In November of 1993, I ran for and was elected to the Cascade City Council. The main issue, if I recall correctly, was that then-Councilman Kenny McDermott (RIP) was splitting up city street repair work into component parts, so jobs came in below $25,000 and didn’t need to be publicly bid. Reporting for the Cascade Interpreter, the newspaper I published until then (The last edition is dated Winter 1993-4.) I discovered this, squawked and was voted onto council.
My dominant memory of being on there was Bill Gehl, also on council then, abusing me so spectacularly, that I bashed the desk, swore and stomped out of chambers. In defense of Mr. Gehl, I can safely say I was such a doofus about infrastructure, I wouldn’t have known what a piece of rebar was if one whacked me on the butt.
I know a 100x more now because my brother Paul has since worked for the city, and every time there was something I didn’t understand, he would it explain it or show me how it worked. Not that he didn’t get exasperated with me on occasion either: “Can’t you see where the water is running?” “Well, now that you point it out, I can.” (Life is an uphill learning curve.)

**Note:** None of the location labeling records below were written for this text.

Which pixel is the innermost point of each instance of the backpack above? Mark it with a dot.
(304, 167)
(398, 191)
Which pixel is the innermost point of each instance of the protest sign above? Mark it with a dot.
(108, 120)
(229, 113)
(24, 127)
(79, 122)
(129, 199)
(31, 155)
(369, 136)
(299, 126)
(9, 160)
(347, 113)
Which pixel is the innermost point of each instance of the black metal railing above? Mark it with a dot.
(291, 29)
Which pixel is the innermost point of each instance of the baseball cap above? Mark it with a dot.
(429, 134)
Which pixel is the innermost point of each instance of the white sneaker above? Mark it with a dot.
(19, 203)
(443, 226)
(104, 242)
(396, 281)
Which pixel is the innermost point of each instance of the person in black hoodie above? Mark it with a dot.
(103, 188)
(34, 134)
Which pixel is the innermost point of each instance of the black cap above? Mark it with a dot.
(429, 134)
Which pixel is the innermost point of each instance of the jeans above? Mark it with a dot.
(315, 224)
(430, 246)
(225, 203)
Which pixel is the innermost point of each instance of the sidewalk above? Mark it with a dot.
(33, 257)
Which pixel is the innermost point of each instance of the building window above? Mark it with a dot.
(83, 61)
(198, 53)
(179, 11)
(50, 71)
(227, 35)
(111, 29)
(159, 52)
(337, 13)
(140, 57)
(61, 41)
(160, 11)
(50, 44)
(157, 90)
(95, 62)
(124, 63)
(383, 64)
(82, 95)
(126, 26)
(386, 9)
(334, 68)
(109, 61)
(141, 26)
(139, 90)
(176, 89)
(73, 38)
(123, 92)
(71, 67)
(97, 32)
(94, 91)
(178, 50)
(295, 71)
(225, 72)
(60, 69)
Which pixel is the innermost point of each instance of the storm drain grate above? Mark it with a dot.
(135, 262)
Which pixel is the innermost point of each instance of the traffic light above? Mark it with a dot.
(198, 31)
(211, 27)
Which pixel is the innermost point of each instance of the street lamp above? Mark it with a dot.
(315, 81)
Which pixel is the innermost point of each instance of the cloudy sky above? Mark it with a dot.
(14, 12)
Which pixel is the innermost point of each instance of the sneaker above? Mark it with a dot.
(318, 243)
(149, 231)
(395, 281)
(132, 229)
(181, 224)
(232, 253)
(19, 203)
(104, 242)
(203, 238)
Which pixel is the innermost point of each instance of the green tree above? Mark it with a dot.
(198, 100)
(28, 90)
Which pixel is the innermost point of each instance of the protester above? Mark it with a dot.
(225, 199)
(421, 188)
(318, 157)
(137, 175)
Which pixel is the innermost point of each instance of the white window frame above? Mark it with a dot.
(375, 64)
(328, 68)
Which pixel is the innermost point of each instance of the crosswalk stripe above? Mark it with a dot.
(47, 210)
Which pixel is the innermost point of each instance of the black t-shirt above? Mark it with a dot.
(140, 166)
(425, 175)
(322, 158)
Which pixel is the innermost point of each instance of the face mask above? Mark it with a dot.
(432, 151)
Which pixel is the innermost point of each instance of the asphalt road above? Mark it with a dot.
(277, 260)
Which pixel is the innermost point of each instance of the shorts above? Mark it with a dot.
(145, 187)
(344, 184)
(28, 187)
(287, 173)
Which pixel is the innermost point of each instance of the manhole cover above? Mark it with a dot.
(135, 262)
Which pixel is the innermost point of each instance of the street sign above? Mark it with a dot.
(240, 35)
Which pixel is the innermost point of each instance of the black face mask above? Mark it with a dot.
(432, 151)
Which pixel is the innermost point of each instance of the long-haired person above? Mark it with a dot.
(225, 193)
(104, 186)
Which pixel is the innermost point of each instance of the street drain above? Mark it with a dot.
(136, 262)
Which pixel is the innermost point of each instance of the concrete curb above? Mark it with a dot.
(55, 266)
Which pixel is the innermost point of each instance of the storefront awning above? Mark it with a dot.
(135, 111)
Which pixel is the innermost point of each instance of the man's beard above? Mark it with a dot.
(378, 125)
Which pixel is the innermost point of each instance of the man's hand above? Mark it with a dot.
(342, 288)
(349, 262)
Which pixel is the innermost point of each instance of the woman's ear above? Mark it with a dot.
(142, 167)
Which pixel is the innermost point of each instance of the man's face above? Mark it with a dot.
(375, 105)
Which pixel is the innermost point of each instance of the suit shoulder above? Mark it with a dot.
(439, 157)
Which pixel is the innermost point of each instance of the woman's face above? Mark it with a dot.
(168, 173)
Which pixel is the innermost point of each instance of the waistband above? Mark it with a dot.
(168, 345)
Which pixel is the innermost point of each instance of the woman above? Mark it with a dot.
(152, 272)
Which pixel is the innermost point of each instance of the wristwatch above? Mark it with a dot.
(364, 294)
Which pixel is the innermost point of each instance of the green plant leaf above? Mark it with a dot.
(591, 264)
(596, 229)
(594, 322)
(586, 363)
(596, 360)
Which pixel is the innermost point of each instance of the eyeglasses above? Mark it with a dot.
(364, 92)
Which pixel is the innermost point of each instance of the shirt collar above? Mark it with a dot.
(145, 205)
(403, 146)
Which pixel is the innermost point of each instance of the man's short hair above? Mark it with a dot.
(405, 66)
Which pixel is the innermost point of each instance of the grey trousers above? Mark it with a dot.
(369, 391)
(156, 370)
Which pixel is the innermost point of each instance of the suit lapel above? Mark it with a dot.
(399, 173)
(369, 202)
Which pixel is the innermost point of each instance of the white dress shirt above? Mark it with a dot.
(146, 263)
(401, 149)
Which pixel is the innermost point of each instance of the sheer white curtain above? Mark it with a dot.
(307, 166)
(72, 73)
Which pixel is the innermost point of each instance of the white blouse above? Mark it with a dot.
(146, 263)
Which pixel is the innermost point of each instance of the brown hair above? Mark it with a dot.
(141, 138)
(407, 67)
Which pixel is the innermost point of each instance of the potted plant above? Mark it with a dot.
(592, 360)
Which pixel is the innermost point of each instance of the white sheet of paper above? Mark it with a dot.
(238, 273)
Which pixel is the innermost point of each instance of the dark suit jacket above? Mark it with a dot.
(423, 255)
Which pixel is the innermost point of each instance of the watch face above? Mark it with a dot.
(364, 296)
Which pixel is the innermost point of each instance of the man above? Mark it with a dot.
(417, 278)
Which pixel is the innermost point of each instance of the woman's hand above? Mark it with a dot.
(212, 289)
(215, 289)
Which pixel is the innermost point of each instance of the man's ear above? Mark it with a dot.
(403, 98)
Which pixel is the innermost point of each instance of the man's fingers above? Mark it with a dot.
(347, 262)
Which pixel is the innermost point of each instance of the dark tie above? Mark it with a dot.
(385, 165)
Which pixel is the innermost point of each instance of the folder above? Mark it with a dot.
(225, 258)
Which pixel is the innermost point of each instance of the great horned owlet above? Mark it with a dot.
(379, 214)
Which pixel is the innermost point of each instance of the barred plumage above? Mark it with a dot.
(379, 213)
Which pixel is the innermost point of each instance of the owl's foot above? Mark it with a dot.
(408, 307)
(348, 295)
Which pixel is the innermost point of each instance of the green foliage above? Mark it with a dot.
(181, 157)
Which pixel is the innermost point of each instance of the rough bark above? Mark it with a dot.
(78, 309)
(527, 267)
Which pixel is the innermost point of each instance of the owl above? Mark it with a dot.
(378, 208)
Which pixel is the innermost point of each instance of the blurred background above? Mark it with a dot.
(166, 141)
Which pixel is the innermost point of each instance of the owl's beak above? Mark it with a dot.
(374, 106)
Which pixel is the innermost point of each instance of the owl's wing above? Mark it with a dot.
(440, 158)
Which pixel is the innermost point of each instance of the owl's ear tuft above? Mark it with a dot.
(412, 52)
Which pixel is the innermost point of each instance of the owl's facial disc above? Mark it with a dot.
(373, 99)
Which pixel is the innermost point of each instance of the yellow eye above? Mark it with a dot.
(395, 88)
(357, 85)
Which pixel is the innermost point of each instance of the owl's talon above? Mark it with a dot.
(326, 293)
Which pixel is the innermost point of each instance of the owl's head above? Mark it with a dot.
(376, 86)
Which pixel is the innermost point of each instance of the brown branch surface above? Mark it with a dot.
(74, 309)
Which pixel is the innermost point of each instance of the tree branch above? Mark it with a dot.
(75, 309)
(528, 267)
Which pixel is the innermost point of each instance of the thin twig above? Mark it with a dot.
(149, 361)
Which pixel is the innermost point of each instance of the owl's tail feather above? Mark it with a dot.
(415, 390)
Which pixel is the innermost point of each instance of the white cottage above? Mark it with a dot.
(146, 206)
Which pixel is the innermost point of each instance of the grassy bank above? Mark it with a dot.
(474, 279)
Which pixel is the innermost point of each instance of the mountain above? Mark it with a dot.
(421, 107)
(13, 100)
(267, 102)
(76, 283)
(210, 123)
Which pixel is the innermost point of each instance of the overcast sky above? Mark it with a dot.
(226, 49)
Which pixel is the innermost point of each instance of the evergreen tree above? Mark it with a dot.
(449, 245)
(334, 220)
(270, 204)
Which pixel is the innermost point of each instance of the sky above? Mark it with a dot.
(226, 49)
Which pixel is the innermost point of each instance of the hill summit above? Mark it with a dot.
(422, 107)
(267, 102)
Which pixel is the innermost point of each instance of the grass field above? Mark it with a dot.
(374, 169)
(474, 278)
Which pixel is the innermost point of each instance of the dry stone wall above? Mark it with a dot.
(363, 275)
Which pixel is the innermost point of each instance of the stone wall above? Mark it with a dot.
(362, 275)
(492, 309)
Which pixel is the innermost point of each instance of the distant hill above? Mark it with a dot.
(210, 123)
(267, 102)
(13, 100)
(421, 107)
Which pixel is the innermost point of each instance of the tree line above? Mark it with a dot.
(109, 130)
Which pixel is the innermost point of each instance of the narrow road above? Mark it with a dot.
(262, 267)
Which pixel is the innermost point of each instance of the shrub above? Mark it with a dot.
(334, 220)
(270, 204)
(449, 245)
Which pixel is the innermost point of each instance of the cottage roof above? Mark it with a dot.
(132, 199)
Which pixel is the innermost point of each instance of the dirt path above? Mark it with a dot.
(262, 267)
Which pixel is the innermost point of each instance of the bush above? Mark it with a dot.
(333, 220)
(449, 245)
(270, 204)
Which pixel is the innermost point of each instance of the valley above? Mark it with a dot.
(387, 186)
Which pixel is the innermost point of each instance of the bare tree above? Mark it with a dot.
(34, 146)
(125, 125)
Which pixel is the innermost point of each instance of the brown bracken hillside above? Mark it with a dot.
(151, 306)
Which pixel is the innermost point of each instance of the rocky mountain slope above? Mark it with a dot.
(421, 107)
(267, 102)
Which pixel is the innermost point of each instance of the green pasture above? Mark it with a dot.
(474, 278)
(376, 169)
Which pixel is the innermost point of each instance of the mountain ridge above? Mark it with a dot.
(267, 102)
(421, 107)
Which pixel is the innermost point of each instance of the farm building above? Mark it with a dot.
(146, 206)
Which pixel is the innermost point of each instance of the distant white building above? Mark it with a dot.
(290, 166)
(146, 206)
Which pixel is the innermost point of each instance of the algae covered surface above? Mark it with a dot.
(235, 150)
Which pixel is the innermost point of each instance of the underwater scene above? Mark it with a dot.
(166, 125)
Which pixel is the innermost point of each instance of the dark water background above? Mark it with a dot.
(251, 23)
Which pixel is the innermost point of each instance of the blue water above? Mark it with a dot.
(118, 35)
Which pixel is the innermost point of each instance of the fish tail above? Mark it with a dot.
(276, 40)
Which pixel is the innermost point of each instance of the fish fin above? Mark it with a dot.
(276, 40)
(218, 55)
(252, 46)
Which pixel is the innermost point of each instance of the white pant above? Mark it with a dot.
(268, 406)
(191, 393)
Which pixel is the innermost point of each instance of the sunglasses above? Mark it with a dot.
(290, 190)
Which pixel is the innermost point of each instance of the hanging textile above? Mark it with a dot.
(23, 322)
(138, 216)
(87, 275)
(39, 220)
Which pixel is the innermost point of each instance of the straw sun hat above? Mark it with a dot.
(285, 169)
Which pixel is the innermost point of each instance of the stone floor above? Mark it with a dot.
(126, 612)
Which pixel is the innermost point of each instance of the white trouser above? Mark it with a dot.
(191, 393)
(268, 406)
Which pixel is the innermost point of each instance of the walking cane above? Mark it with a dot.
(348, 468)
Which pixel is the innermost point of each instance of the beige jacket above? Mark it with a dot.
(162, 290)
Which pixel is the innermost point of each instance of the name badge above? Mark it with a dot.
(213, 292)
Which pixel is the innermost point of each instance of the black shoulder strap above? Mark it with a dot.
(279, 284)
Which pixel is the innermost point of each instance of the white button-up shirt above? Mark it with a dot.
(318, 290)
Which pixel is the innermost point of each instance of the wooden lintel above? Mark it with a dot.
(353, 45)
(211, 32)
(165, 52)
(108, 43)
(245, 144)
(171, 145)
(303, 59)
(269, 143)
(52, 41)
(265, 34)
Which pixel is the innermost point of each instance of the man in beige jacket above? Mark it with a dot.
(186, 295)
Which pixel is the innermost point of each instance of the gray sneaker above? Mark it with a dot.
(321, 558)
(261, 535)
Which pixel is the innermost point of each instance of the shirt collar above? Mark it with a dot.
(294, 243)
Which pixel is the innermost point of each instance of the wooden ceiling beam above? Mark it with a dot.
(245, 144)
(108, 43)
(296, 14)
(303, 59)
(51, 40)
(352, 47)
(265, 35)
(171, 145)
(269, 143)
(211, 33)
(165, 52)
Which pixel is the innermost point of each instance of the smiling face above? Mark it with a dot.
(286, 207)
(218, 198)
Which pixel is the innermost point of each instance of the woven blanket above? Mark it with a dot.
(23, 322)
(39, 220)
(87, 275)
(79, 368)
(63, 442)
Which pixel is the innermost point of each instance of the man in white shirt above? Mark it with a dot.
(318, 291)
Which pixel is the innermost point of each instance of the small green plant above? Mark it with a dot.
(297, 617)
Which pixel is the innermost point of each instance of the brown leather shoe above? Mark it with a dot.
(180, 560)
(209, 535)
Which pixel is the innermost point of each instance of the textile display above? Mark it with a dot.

So now that I am more enlightened about infrastructure, why was I not elected? A variety of factors I am labeling a, b, c, etc. and you can rearrange them in numerical order of 1, 2, 3, 4-priority as you yourself see fit:
a) Cascade is older and more conservative than it was previously. A History professor I had in a U. of Wisconsin course assured me that this was going to happen to the U.S. at large and indeed, the whole country has become more conservative—witness our governor—it’s a little like dementia, I guess. Just happens.
b) b) I am more socialist. For the simple reason that I spent 5 years in Germany and saw how the Communist and Green parties there kept the capitalists from walking off with everything. Like as not, you would be too, if you had that experience.
c) C) This country thinks of itself as a democracy, we routinely vote for local, state and national royalty, the Kennedys, the Gehls and Hoschs.
d) d) Women are far less likely to be elected, appointed, etc. to anything. I eventually resigned when I couldn’t get a job locally: the principal of a school told me point blank: “You are well-qualified for this position, but I can’t consider hiring you because that newspaper you published was too controversial…”
I went home and applied for a job teaching English in Changwon, So. Korea and left the U.S. for two years the following month.